Monday, June 23, 2008

Dissertating Under the Influence

“I don’t wanna talk to these cocksuckers, but you have to. In life, you have to do a lot of things you don’t fuckin’ wanna do. Many times, that’s what’s the fuck life is: one vile fucking task after another.

But don’t get aggravated. Then the enemy has you by the short hair.”


-Al Swearengen (played by Ian Mcshane) from the HBO series Deadwood


Mama said knock you out

Procrastination: meet your foe. Today my officemate Gilberto and I have declared you to be the terrorist of doctoral students everywhere, spreading fear and self-loathing in the most un-Hunter Thompson-like of ways. We declare you Enemy of the State. Wait –that’s us. Okay: Supreme Enemy of PhD students at Tijuana’s El Colegio de la Frontera Norte.


Our WMD of choice: “Contingency Management,” a ‘carrot-and-stick’ technique that forces a procrastinator to produce written text before s/he engages in meaningful tasks like, say, watching Comedy Central or waxing your legs.

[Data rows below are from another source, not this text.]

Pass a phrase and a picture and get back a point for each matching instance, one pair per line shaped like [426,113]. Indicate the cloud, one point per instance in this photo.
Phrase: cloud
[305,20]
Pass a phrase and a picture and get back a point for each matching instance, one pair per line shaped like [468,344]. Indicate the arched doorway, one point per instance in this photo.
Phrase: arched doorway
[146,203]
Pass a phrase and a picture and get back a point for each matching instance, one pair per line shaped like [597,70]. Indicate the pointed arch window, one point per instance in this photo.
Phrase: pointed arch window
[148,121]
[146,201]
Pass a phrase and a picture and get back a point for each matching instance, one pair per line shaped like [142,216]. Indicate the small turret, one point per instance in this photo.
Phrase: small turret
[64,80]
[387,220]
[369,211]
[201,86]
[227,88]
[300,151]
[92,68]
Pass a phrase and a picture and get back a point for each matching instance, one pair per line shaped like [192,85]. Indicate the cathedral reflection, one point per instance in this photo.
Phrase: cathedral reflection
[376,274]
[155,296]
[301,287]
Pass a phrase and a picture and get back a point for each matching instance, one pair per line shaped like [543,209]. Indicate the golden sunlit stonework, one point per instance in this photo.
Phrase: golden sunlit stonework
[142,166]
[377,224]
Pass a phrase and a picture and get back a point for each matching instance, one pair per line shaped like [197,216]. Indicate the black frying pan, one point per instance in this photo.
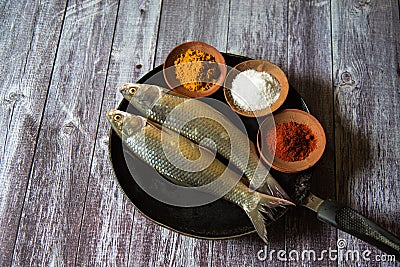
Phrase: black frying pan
[206,221]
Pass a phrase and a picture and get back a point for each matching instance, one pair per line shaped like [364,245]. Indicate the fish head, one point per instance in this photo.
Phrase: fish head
[125,123]
[141,96]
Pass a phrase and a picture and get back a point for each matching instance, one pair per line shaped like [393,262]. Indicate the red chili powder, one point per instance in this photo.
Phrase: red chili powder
[294,141]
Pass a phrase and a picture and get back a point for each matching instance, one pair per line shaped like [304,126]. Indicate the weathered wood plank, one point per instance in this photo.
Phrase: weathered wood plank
[310,72]
[367,104]
[180,21]
[191,20]
[52,212]
[106,208]
[257,29]
[29,35]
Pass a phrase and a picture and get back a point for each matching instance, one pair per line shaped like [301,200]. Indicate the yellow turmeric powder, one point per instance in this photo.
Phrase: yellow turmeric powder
[196,70]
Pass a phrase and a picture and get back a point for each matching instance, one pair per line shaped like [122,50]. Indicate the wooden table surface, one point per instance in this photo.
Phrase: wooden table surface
[61,64]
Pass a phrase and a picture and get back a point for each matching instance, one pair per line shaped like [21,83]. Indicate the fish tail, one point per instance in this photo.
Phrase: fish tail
[270,187]
[263,213]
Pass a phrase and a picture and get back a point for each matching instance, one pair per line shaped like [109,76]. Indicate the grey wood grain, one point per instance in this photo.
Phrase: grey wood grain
[29,35]
[192,20]
[367,104]
[310,73]
[181,21]
[51,218]
[107,209]
[257,29]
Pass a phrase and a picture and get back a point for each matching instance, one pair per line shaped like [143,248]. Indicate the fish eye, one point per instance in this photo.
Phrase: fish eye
[132,90]
[117,118]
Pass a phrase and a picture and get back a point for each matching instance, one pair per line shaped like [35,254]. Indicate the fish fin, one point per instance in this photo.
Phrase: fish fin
[262,214]
[270,187]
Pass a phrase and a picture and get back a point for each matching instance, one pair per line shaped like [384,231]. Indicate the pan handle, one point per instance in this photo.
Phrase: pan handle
[350,221]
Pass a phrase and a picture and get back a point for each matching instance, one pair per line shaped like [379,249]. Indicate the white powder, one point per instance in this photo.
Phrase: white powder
[254,90]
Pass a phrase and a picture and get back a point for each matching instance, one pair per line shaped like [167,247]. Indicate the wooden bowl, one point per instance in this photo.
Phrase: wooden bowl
[262,66]
[298,116]
[176,85]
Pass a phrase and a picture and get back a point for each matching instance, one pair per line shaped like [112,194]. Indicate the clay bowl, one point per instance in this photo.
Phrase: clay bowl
[298,116]
[175,84]
[262,66]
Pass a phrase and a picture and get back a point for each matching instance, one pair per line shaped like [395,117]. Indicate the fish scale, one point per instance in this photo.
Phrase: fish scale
[157,103]
[150,144]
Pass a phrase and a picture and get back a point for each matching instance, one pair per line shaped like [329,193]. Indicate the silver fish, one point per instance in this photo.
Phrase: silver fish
[165,107]
[145,141]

I first learned about CM on Jim Gibbon’s marvelous blog on life, Turkey, and dissertation research. I’ve never met Jim (a fellow IDRF recipient) but, like me, he lives the same unfortunate plight of having to turn awesome cocktail party stories (see the Turkish barbershop debate over strawberries vs. circumcision) into a 300-page academic tome no one but my PhD committee will read.

So when Gilberto, a PhD student and my desk jockey neighbor at El Colegio, confessed his addiction to Skype in the face of rapidly-approaching graduation deadlines, we turned to Jim’s blog.

“Contingency Management is simple,” writes Jim, “Choose a daily task that you value (e.g., checking your email, working out, showering) and make it contingent on writing for a period of, say, 30 minutes. The trick is finding something you really can’t go a day without doing. For me, checking my email works like a charm.”

If sobriety were only that tempting. But Jim goes to Princeton and seems to have his shit together, so Gilberto and I were willing to take the plunge.

Classy Baja alternatives, but no beloved Tecate

This morning we sat down in our office and came up with a set of guidelines for Contingency Management that any self-destructive, anxiety-ridden doctoral students –namely us– can safely abide by. Henceforth, The Rules of Cubículo 9:

1. 500 words (approximately two pages) = 1 Tecate. (a)

2. Tecate Light is not an appropriate substitute for the real, canned, delicious thing. (b)

3. No Tecates until those palabras are etched in Microsoft Word and shown to officemate. (c)


(a) Rule-makers reserve the right to lower minimum wordage under conditions of extreme duress, such as every Friday, phone conversations with PhD advisors, and most Mondays.

(b) Studies show that light beer sucks.
(c) Penalty for violation is contributing to General DUI Fund.

We constructed a “time sheet” to tally our pages and Tecates. For instance, Gilberto writes 500 words of his lit review on historical water politics in the Tigris and Euphrates River Basins (his PhD topic), records the achievement, and presto –one beer closer to graduation.

No more trips to Baja wine country until Chapter 2 is complete

“Procrastination”, Gilberto tells me, has no precise translation into Spanish. He uses a variety of phrases (“leaving until tomorrow what I should do today”, etc) but nothing quite has the clipped, culpable blend of guilty Catholicism and Fordist models of production that our English version intonates. To procrastinate. Now it’s merely that space between a blank page and my drink.